Through a lot of “work,” meditation and a shift in her thinking, Pittman came to the conclusion that she wanted to be of greater service to audiences through her acting. She decided to dig deep and to “hand herself over to the collaborative process as an artist” and this is when doors opened up and things began to happen. Realizing her gift as an actress and treating it as a gift has led to many opportunities and Pittman is acutely aware of this factor.
“Once you start to get more fully connected to the life that you want, the stuff that you really desire, then what you need will keep manifesting itself,” she offers.
Pittman prepares for life in the same way that she prepares for her film, television and stage roles –paying careful attention to the details that make up who she is and aspires to be.
“For me, it’s just getting a cup of coffee, taking quiet time, working out, picking up my kids, seeing them, looking in their faces – just that thing where you are fully present in your life every single day, every moment for yourself.

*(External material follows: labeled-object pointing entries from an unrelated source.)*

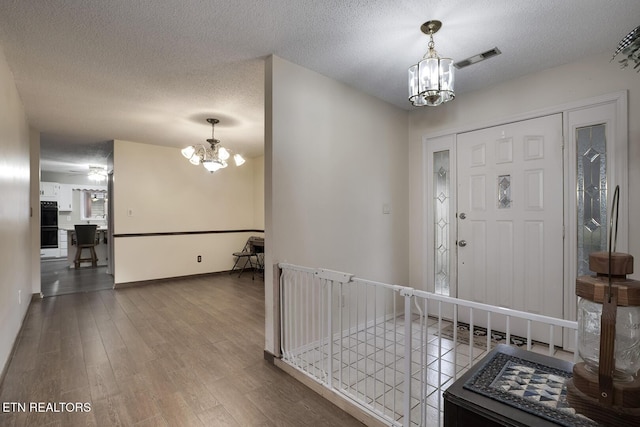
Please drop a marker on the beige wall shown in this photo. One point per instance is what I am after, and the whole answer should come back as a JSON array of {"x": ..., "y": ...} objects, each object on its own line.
[
  {"x": 34, "y": 142},
  {"x": 258, "y": 192},
  {"x": 157, "y": 191},
  {"x": 333, "y": 157},
  {"x": 15, "y": 203},
  {"x": 592, "y": 77}
]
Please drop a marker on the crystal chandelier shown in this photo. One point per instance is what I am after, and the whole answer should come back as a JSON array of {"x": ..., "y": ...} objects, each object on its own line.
[
  {"x": 213, "y": 157},
  {"x": 431, "y": 80},
  {"x": 97, "y": 173}
]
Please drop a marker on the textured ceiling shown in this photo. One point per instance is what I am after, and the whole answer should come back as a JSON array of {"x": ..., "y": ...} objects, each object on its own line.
[{"x": 152, "y": 71}]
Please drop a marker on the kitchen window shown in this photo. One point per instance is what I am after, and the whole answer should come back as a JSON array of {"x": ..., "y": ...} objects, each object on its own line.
[{"x": 94, "y": 205}]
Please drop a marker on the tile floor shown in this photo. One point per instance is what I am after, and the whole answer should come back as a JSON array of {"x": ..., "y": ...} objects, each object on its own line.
[{"x": 369, "y": 367}]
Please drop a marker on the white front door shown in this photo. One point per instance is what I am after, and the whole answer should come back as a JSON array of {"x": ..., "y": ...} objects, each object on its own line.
[{"x": 510, "y": 217}]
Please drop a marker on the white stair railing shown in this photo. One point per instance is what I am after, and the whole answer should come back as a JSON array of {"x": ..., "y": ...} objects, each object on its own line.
[{"x": 390, "y": 349}]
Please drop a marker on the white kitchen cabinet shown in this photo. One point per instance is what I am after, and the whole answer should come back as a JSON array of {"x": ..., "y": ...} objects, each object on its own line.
[
  {"x": 49, "y": 190},
  {"x": 65, "y": 198}
]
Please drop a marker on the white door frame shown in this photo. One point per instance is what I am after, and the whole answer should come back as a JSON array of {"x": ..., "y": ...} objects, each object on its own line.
[{"x": 617, "y": 171}]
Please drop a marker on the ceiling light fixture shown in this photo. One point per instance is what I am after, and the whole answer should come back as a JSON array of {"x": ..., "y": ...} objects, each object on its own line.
[
  {"x": 630, "y": 48},
  {"x": 214, "y": 157},
  {"x": 431, "y": 80},
  {"x": 97, "y": 173}
]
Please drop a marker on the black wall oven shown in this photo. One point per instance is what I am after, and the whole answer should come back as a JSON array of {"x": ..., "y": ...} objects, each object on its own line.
[{"x": 48, "y": 225}]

It’s a real challenge,” says the triple threat. “It’s the eating right, doing the stuff that you have to do in order to be connected. Oddly, once you put it out in the universe that you’re ready for whatever the world will bring and you start accepting it, you can’t stop it when it starts.”
Pittman is definitely an actress whose rising star has started and can’t be stopped.
Disgraced runs at the Lyceum Theatre in New York City through March 1.